※丸←跡←ジ
※丸井出てきません





 中庭の草むらで寝転がり暖かい日差しにうとうとしていたときだった。
 ほのかに漂う甘い香りに俺は思わず顔をしかめた。前なら喜んで我先にと甘いお菓子を頂くというのに、ここ最近跡部の手作りお菓子の試食をさせられるせいか、反射的に気持ち悪くなってしまう。うええ。食べてもないのに胃がもたれるってどうなの跡部。俺にこれ以上与えたらぶくぶくと太っちゃうよ。
「あとべ、もしかしなくてもそれって」
「ああ、昨日お前に食べさせたのがダメ出しされまくったからな。さっそく改良して作ってみた。早く試食しろ」
「…どうしてだろう。大好きだったカップケーキが今じゃ憎たらしく見える…」
「黙ってとっとと食え!」
 ばしりと頭をひっぱたかれた。こっちだって気持ち悪いの我慢して跡部のお菓子の試作品を食べるというのにその横暴な態度はあんまりじゃないだろうか。まあ、跡部が何か作るのは稀だし、作ったとしても食べさせてはくれないからほんとは優越感たっぷりなんだけどさ。
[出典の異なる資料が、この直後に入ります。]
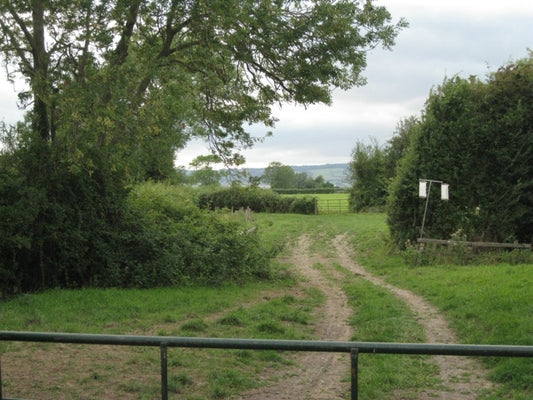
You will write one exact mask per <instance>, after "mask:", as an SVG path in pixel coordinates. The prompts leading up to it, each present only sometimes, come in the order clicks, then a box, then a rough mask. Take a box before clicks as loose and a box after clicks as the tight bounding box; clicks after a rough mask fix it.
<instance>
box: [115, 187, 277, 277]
mask: <svg viewBox="0 0 533 400" xmlns="http://www.w3.org/2000/svg"><path fill="white" fill-rule="evenodd" d="M128 205H129V214H128V217H127V221H126V229H125V235H124V236H123V238H122V242H121V246H120V248H121V250H122V253H123V254H122V257H121V259H122V260H123V261H122V260H117V261H116V263H115V265H114V267H115V269H117V270H118V272H117V273H116V274H114V276H116V277H118V278H119V279H120V281H116V282H112V285H121V286H139V287H150V286H168V285H176V284H189V283H200V284H220V283H223V282H228V281H231V282H243V281H245V280H248V279H252V278H257V277H261V278H265V277H268V276H269V268H268V267H269V259H270V257H272V256H273V255H274V254H273V251H270V250H268V249H265V248H263V247H262V245H261V243H260V240H259V237H258V233H257V231H256V230H250V229H248V228H249V227H248V226H246V225H245V224H244V223H243V222H240V221H237V220H235V219H233V218H232V217H228V216H227V214H223V213H214V212H208V211H206V210H200V209H199V208H198V207H197V206H196V205H195V204H194V202H193V199H192V198H191V197H190V196H188V195H185V194H184V193H183V191H181V189H179V188H176V187H174V186H170V185H164V184H152V183H146V184H142V185H138V186H136V187H135V188H134V189H133V190H132V192H131V194H130V196H129V198H128Z"/></svg>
 ぱくりと口に含んだケーキはほどよい甘さであり、しっとりとした食感で口当たりもよい。最初のぱさぱさで何味かまったくわからなかったカップケーキと比べるとかなり進歩した。むしろこれはもうお店に出せる程度くらいうまい。だけど生憎今の俺は胃がもたれてるから食べるペースはちまちまとのろい。
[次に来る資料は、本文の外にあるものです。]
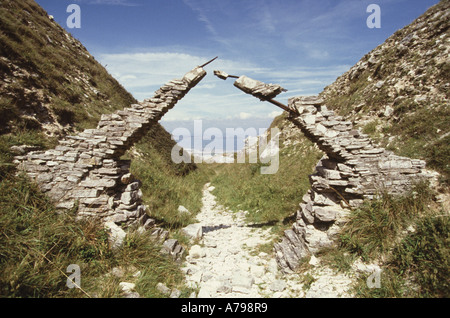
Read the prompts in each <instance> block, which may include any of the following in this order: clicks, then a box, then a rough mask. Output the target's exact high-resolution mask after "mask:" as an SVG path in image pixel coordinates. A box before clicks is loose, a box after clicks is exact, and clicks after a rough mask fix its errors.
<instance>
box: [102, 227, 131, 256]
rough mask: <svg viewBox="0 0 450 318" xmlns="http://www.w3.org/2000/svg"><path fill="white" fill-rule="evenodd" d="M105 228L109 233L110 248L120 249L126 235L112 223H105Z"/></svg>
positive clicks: (116, 249)
mask: <svg viewBox="0 0 450 318" xmlns="http://www.w3.org/2000/svg"><path fill="white" fill-rule="evenodd" d="M105 227H106V228H107V229H108V230H109V231H110V235H109V242H110V246H111V248H112V249H113V250H117V249H119V248H120V247H122V245H123V241H124V240H125V237H126V236H127V233H126V232H125V231H124V230H123V229H122V228H121V227H120V226H118V225H117V224H116V223H114V222H106V223H105Z"/></svg>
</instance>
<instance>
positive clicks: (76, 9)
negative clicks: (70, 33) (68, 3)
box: [66, 4, 81, 29]
mask: <svg viewBox="0 0 450 318" xmlns="http://www.w3.org/2000/svg"><path fill="white" fill-rule="evenodd" d="M66 12H67V13H71V15H69V16H68V17H67V20H66V24H67V27H68V28H69V29H80V28H81V8H80V6H79V5H78V4H70V5H69V6H68V7H67V10H66Z"/></svg>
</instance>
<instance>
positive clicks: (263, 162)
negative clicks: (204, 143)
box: [171, 120, 280, 174]
mask: <svg viewBox="0 0 450 318" xmlns="http://www.w3.org/2000/svg"><path fill="white" fill-rule="evenodd" d="M268 135H269V136H270V140H267V139H268V138H269V137H268ZM279 135H280V131H279V129H278V128H271V129H270V134H267V132H266V129H261V128H260V129H259V131H257V130H256V129H255V128H247V129H246V130H244V129H243V128H226V131H225V136H224V135H223V132H222V130H220V129H219V128H215V127H211V128H208V129H206V130H205V131H203V125H202V120H195V121H194V136H192V134H191V132H190V131H189V129H187V128H176V129H174V130H173V132H172V136H173V137H174V139H175V141H176V142H181V141H191V149H196V150H199V151H200V152H199V153H195V154H194V155H193V156H191V154H190V153H189V152H188V151H187V150H186V149H182V148H181V147H180V146H178V145H175V146H174V147H173V148H172V152H171V157H172V161H173V162H174V163H176V164H179V163H182V162H184V163H191V162H192V160H193V161H194V162H195V163H214V162H222V163H235V162H236V163H246V162H247V159H248V163H258V159H259V162H260V163H261V174H275V173H277V171H278V168H279ZM256 136H259V137H256ZM192 137H194V138H192ZM224 137H225V138H224ZM245 139H246V140H247V145H246V146H245V147H244V148H243V149H242V150H240V151H238V152H237V153H236V154H234V153H233V154H231V157H230V155H228V156H227V155H226V154H223V153H220V152H221V151H223V149H228V150H231V149H233V151H234V149H235V148H236V147H235V140H245ZM192 141H193V145H192ZM204 141H210V142H209V143H208V144H207V145H206V146H203V142H204ZM224 143H225V145H224ZM224 155H225V156H224ZM192 157H193V158H192Z"/></svg>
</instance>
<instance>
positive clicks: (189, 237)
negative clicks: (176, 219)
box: [182, 224, 203, 240]
mask: <svg viewBox="0 0 450 318" xmlns="http://www.w3.org/2000/svg"><path fill="white" fill-rule="evenodd" d="M182 231H183V233H184V234H185V235H186V236H187V237H188V238H190V239H191V240H197V239H200V238H201V237H202V236H203V227H202V225H201V224H190V225H188V226H186V227H184V228H183V229H182Z"/></svg>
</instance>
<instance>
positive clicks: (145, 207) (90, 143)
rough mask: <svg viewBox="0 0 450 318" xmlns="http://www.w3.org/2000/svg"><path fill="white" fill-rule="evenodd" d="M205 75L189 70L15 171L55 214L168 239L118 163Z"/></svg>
mask: <svg viewBox="0 0 450 318" xmlns="http://www.w3.org/2000/svg"><path fill="white" fill-rule="evenodd" d="M205 75H206V72H205V70H203V68H201V67H197V68H194V69H193V70H192V71H190V72H188V73H187V74H186V75H185V76H184V77H183V78H182V79H176V80H172V81H170V82H168V83H167V84H165V85H163V86H162V87H161V88H160V89H159V90H157V91H156V92H155V95H154V96H153V97H152V98H150V99H147V100H144V101H143V102H141V103H138V104H133V105H131V106H130V107H128V108H125V109H123V110H120V111H117V112H115V113H113V114H108V115H102V116H101V119H100V121H99V123H98V125H97V127H96V128H95V129H86V130H84V131H83V132H81V133H79V134H77V135H75V136H67V137H65V138H63V139H62V140H60V141H59V143H58V145H57V146H56V147H55V148H54V149H51V150H47V151H32V152H30V153H28V154H26V155H24V156H17V157H16V158H15V163H16V164H18V171H19V172H25V173H26V174H27V175H28V176H29V177H30V178H31V179H32V180H34V181H35V182H36V183H37V184H38V185H39V187H40V189H41V190H42V191H43V192H44V193H46V194H47V195H48V196H49V197H50V198H51V199H52V200H53V201H55V203H56V206H57V208H61V209H72V208H76V209H77V211H78V212H77V213H78V214H77V215H78V217H80V218H81V217H90V218H95V219H98V220H100V221H101V222H102V223H107V222H114V223H115V224H117V225H120V226H122V227H124V228H127V227H130V226H143V227H144V228H145V229H152V234H154V235H155V236H157V237H159V238H161V237H162V238H167V232H165V231H162V230H161V229H157V228H154V223H155V222H154V220H152V219H150V218H149V216H148V214H147V213H146V209H147V207H146V206H145V205H143V204H142V192H141V190H140V189H139V188H140V182H139V181H138V180H135V178H134V177H133V176H132V175H131V174H130V161H126V160H120V158H121V156H122V155H123V154H125V152H126V151H127V150H128V149H129V148H130V147H131V146H132V145H133V144H134V143H135V142H137V141H138V140H139V139H140V138H142V137H143V136H144V135H145V134H146V133H147V131H148V130H149V129H150V128H151V127H152V126H153V125H154V124H155V123H157V122H158V121H159V120H160V119H161V118H162V117H163V116H164V114H165V113H167V112H168V111H169V110H170V109H171V108H173V107H174V106H175V105H176V103H177V102H178V101H179V100H181V99H182V98H183V97H184V96H185V95H186V94H187V93H188V92H189V90H190V89H191V88H193V87H194V86H195V85H197V84H198V83H199V82H200V81H201V80H202V79H203V78H204V77H205Z"/></svg>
 黙って食べ進める俺に痺れを切らしたのか跡部が早く感想を言えと急かしはじめた。
「おいしいよ」
「具体的に言えよ」
「昨日指摘した焼き加減についても改善されてるし、最初に比べて粉っぽさもなくなったし口当たりは良好。味についても問題はなし。そこらで売ってる安物の市販品に比べてもこっちの方がうまい。お店でも経営すれば?」
「するか馬鹿」
 相変わらず口は悪いけど、どうやら嬉しいようだ。隠しきれていない口元が緩んでるがよく見える。素直じゃないんだからまったく。
「それなら丸井くんにあげても文句なしだね」
「ああ。…っ、お前いつから…!」
「最初から全部お見通しだから。跡部がいきなり目的も無しにお菓子作りなんてするわけないCー」
 にぱっと笑みを浮かべると、跡部は珍しくあーだのうーだの言葉を濁す。
「跡部が誰かにお菓子を作ってる、ていうのは全校生徒が知ってると思うけど、そのお相手が丸井くんだって知ってるのはたぶん俺だけだと思うよ」
「そうじゃなきゃ困る!」
 赤面する跡部はほんと珍しい。うーん、撮りたいな。
 ゴソゴソと鞄の中から携帯を取り出した俺は狙いを定めてパシャリとシャッターを押す。撮れた画像に写る跡部は何をしてるんだ、と訝しげな顔でこちらを伺う姿だった。赤みの残る頬がかわいい。保護をして素早くデータをSDカードに移す。跡部は数秒ほど固まっていたが、我に返ると同時に携帯を奪い取ろうとしてきた。
「勝手に撮るな!」
「だって赤面跡部って珍しくね?それにいつもは好きにしろ、とか言うじゃん」
「今は別だ!」
 今すぐ消せなんなら俺が消してやるから携帯よこせ!とぎゃんぎゃん言い寄ってくる跡部はやっぱり顔が赤い。あーもうほんとかわいい。自分より背が高く体型もがっしりしてる男にそう思うなんて相当俺もやばいよね。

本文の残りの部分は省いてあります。